If the file is not present, it indicates a misconfiguration of name resolution. Ensure that fully qualified domain name entries for each NFS client are present in /etc/hosts on each NFS server. (If the /etc/hosts file is not present, NSM reboot notification will not be sent to the client and locks will not be reclaimed.)
On the NFS clients, ensure that the /var/lib/nfs/sm file contains the fully qualified domain name of each server from which you have requested locks. If this file is not present, NSM reboot notification will be rejected by the client. (The client must mount the node that uses the IP address specified by the ipalias value, such as node1, by hostname and not by the IP address in order for this to work.)

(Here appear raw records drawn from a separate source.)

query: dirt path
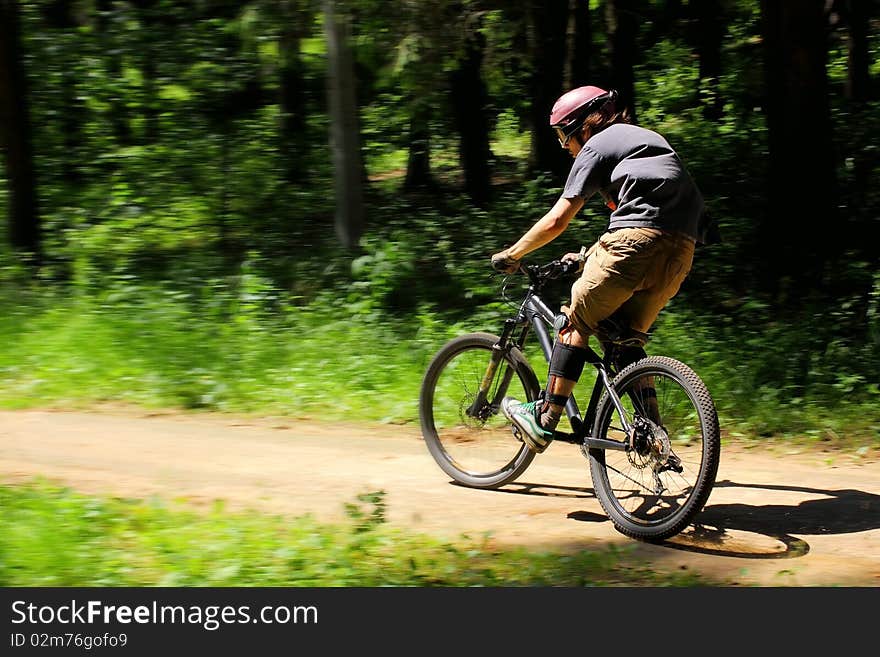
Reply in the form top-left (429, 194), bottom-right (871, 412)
top-left (0, 411), bottom-right (880, 586)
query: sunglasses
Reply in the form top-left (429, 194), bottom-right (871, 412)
top-left (553, 126), bottom-right (573, 148)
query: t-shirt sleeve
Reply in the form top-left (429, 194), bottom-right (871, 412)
top-left (562, 146), bottom-right (602, 201)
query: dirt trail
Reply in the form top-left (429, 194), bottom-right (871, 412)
top-left (0, 410), bottom-right (880, 586)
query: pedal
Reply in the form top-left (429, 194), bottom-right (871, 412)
top-left (659, 454), bottom-right (684, 474)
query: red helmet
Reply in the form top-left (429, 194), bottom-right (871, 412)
top-left (550, 86), bottom-right (617, 146)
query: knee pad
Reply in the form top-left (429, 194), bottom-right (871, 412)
top-left (549, 340), bottom-right (587, 381)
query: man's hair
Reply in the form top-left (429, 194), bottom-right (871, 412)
top-left (580, 103), bottom-right (632, 143)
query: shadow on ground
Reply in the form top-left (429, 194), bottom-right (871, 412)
top-left (488, 480), bottom-right (880, 559)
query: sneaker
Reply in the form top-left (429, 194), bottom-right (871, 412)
top-left (501, 397), bottom-right (555, 454)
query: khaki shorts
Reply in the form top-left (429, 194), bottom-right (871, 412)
top-left (563, 228), bottom-right (694, 335)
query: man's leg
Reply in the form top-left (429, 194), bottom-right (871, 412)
top-left (501, 324), bottom-right (587, 453)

Put node1 into standby state:
node1# crm node standby node1 |
Verify that both of the IP address aliases are now on node2:
node2# ip addr |
(NFS v3 only) Verify that the log files (see “Examine Log Files” in Chapter 2) on the NFS client (nfsclient) contains a message about reclaiming locks for the hostname for every ipalias value on which you have taken locks via NFS. (The two statd processes for the HA cluster share the same state directory, specified by the statedir parameter. NSM reboot notification will be sent to clients for all IP address aliases in the cluster, so you will see messages for all IP address aliases that have been mounted by the client.) For example:
Jul 30 13:40:46 nfsclient kernel: NLM: done reclaiming locks for host node2 Jul 30 13:40:49 nfsclient kernel: NLM: done reclaiming locks for host node1 |
Make node1 active again:
node1# crm node online node1 |
Test the other group.
Use the status command to confirm the resulting HA cluster:
node1# crm status
...
2 Nodes configured, 2 expected votes
10 Resources configured.
Online: [ node1 node2 ]
Clone Set: CXFS-NFS-CLONE [CXFS-NFS-GROUP]
Started: [ node1 node2 ]
Resource Group: IPALIAS-GROUP-1
IP-1 (ocf::heartbeat:IPaddr2): Started node1
SMNOTIFY-1 (ocf::sgi:cxfs-client-smnotify): Started node1
Resource Group: IPALIAS-GROUP-2
IP-2 (ocf::heartbeat:IPaddr2): Started node2
SMNOTIFY-2 (ocf::sgi:cxfs-client-smnotify): Started node2
STONITH-NODE1 (stonith:external/ipmi): Started node2
STONITH-NODE2 (stonith:external/ipmi): Started node1 |
| Note: It does not matter whether IPALIAS-GROUP-1 runs on node1 or node2. The important thing is that during normal operation (before failover), IPALIAS-GROUP-1 and IPALIAS-GROUP-2 run on different nodes |
See Chapter 10, “Put the HA Cluster Into Production Mode” to complete the process.